Lirik yang ia unggah berisi kalimat-kalimat filosofis seperti “Sometimes pure light, sometimes cruel tides, I am passing through.” Dalam bahasa Indonesia, kalimat tersebut diterjemahkan sebagai “Terkadang cahaya murni, terkadang gelombang kejam, aku sedang melewatinya.” Unggahan ini langsung mendapatkan dukungan besar dari para penggemarnya, yang memberikan semangat kepada penyanyi yang sering bereksperimen dalam konsep musiknya.

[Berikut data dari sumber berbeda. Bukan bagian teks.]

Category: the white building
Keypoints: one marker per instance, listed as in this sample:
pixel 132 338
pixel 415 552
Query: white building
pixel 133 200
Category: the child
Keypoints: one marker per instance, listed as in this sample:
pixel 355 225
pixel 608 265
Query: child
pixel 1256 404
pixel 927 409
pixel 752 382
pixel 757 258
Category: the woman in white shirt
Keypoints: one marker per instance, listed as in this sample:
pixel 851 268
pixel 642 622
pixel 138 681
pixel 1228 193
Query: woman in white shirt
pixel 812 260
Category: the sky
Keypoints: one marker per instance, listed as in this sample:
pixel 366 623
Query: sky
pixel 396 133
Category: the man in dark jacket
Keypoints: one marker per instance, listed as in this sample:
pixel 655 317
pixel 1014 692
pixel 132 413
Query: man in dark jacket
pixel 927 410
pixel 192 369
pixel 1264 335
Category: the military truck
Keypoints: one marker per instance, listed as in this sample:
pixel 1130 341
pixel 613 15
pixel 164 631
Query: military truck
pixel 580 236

Di tengah perbincangan yang ramai, suami Isyana, Rayhan Maditra, turut menyampaikan pandangannya. Ia menilai bahwa polemik yang muncul merupakan bagian dari ujian bagi seorang musisi ketika karya yang dibuat dengan kejujuran justru ditafsirkan berbeda oleh publik. Ia juga berharap agar spekulasi yang berkembang tidak berubah menjadi fitnah, terlebih di bulan suci Ramadan.
Fenomena Serupa dengan Baskara Putra
Isyana Sarasvati bukanlah satu-satunya musisi yang dituduh terkait simbol okultisme. Sebelumnya, vokalis band Feast, Baskara Putra atau lebih dikenal dengan nama panggung Hindia, juga sempat viral karena dituduh menyebarkan aliran satanik dan iluminati.
Dalam sebuah konser, Baskara meminta penonton untuk menutup mata saat menyanyikan lagu “Matahari Tenggelam.” Di tengah lagu, penonton diminta membuka kembali penutup mata mereka dan disuguhi dengan kehadiran patung yang diduga sebagai simbol satanis. Patung tersebut dikaitkan dengan baphomet, entitas setan yang diyakini disembah oleh Kesatria Templar.
Selain itu, layar LED di panggung juga menampilkan tanda segitiga mata satu. Hal ini memicu warganet untuk menuduh Baskara Putra menyelipkan ajaran setan dan iluminati saat konser berlangsung.
Meski begitu, Baskara Putra memberikan klarifikasi melalui akun Instagram @wordfangs. Ia menjelaskan bahwa patung dalam konser terinspirasi dari tema mitologi kuno Yunani, Blue Valley. Meskipun demikian, spekulasi dan perdebatan tentang aliran satanis dan Illuminati tetap berlanjut.
Tanggapan Santai dari Baskara Putra
Baskara Putra merespons tudingan tersebut secara santai. Melalui akun Twitternya @wordfangs, ia membuat cuitan yang mengatakan: “Pujiku Tuhan dianggap illuminati. Apakah ini tandanya aku sudah dianggap sukses?” Cuitan ini kini telah mendapat lebih dari 14 ribu like. Responsnya ini menunjukkan bahwa ia tidak terlalu khawatir dengan spekulasi yang berkembang.
Kasus Isyana Sarasvati dan Baskara Putra menunjukkan bahwa banyak musisi yang dituduh terkait simbol-simbol okultisme, meskipun tidak ada bukti nyata yang mendukung tudingan tersebut. Spekulasi ini sering kali muncul karena kurangnya pemahaman publik terhadap konsep-konsep artistik yang digunakan dalam karya musik.
Peran Media Sosial dalam Penyebaran Spekulasi
Media sosial memainkan peran penting dalam penyebaran spekulasi mengenai karya seni. Dalam kasus Isyana Sarasvati, tudingan mengenai simbol-simbol satanik muncul setelah beberapa pengguna media sosial menyoroti visual dalam video musik lagu “Abadhi.” Visual mata satu yang muncul dalam video tersebut kemudian ditafsirkan sebagai simbol yang sering dikaitkan dengan satanisme.
Namun, hal ini menunjukkan bahwa penafsiran publik sering kali jauh dari kejujuran karya aslinya. Maka dari itu, penting bagi masyarakat untuk lebih teliti dan tidak mudah percaya pada spekulasi tanpa bukti yang jelas.